Read also: Dangote refinery secures 1m barrels Algerian crude in race to ease domestic shortfall
According to the report, DisCos received a total of 2,705.86 GWh of energy in December, billing 2,257.83 GWh to customers, resulting in an overall billing efficiency of 83.44 percent. This represents a slight increase of 0.11 percent compared to November 2024, indicating a positive trend in DisCos’ ability to accurately meter and bill customers.
However, the revenue collection picture is less encouraging. Out of the total billings of ₦238.21 billion, DisCos only managed to collect ₦177.96 billion, resulting in a collection efficiency of 74.71 percent. While this is an improvement of 5.88 percent from the previous month, it still leaves a significant gap between billed and collected revenue.

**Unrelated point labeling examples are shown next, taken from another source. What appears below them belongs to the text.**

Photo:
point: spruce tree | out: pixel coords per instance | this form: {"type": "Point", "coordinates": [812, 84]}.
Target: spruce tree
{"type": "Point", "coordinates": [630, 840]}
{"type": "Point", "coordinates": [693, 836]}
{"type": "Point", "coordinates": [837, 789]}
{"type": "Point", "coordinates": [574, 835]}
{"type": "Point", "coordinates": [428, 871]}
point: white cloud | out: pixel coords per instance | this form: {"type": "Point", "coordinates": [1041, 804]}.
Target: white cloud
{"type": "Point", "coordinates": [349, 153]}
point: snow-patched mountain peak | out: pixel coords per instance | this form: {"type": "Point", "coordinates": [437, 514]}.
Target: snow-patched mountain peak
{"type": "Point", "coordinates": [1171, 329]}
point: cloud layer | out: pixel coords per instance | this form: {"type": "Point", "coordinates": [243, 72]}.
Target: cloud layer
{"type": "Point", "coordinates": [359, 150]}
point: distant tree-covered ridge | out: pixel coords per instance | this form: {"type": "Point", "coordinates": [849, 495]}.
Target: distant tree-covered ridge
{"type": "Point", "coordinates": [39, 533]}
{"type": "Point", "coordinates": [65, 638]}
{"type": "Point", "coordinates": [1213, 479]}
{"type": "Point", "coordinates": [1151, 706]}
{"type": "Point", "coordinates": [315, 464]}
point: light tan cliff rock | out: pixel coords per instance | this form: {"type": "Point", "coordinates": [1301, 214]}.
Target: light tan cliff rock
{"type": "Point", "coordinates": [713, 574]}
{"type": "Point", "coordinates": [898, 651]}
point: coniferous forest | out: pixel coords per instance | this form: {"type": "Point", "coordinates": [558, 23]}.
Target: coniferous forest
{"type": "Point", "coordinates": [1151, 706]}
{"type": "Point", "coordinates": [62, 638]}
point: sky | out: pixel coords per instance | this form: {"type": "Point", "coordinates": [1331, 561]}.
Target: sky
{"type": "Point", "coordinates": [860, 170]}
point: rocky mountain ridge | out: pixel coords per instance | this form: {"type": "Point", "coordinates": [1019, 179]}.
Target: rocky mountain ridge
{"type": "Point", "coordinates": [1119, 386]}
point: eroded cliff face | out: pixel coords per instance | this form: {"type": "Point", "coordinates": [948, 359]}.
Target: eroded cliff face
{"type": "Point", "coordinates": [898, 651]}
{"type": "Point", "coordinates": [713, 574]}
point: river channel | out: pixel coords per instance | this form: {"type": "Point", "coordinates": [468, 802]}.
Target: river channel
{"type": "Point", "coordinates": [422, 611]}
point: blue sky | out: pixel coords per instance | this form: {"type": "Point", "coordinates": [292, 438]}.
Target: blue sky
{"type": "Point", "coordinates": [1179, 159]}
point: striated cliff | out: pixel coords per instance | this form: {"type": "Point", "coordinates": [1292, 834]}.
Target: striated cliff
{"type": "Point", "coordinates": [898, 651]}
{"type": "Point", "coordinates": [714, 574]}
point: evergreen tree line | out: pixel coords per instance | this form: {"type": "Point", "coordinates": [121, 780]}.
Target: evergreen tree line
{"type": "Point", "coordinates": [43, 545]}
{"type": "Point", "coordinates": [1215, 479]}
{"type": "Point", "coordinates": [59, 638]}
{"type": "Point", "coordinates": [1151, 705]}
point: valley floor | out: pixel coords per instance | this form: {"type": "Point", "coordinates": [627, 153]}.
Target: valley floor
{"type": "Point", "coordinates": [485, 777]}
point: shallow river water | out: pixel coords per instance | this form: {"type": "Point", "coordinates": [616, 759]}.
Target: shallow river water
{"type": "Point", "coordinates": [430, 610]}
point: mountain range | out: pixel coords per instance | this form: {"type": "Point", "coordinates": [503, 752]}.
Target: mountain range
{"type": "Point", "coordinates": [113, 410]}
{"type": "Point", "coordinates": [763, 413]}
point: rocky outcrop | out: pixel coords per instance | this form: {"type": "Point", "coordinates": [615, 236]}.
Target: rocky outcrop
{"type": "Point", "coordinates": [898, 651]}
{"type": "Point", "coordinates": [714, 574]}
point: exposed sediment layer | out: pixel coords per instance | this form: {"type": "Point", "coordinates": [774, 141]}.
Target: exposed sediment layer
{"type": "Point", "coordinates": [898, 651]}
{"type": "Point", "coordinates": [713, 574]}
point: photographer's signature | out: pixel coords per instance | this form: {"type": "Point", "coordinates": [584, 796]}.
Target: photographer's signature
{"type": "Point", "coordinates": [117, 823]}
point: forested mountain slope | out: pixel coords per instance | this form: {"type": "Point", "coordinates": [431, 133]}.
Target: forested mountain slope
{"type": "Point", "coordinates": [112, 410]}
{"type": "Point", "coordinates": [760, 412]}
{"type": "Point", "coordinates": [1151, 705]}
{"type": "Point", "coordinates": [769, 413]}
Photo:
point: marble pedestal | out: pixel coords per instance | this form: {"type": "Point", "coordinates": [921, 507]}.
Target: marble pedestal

The average allowed tariff for December was ₦116.18 per kWh, while the actual average collection was ₦82.50 per kWh, representing a recovery efficiency of 71.01 percent. This means that DisCos are only recovering approximately 71 percent of the revenue they are allowed to collect based on approved tariffs.
A closer look at the data reveals significant variations in performance among individual DisCos. Eko DisCo stands out with the highest billing efficiency of 89.03 percent and collection efficiency of 91.50 percent. Ikeja DisCo also demonstrates strong performance with a billing efficiency of 83.41 percent and a recovery efficiency of 80.71 percent.
Conversely, some DisCos are struggling with revenue recovery. Kaduna DisCo, for example, has a recovery efficiency of only 31.87 percent, while Aba DisCo’s recovery efficiency is 45.91 percent. These low recovery rates suggest challenges in customer payment compliance and potential issues with metering and billing accuracy.
The NERC report also highlights the relative change in performance compared to November 2024. Notably, Yola DisCo recorded the highest relative change in billing efficiency, with a 10.74 percent increase. However, the report also indicates that some DisCos experienced a decline in performance compared to the previous month.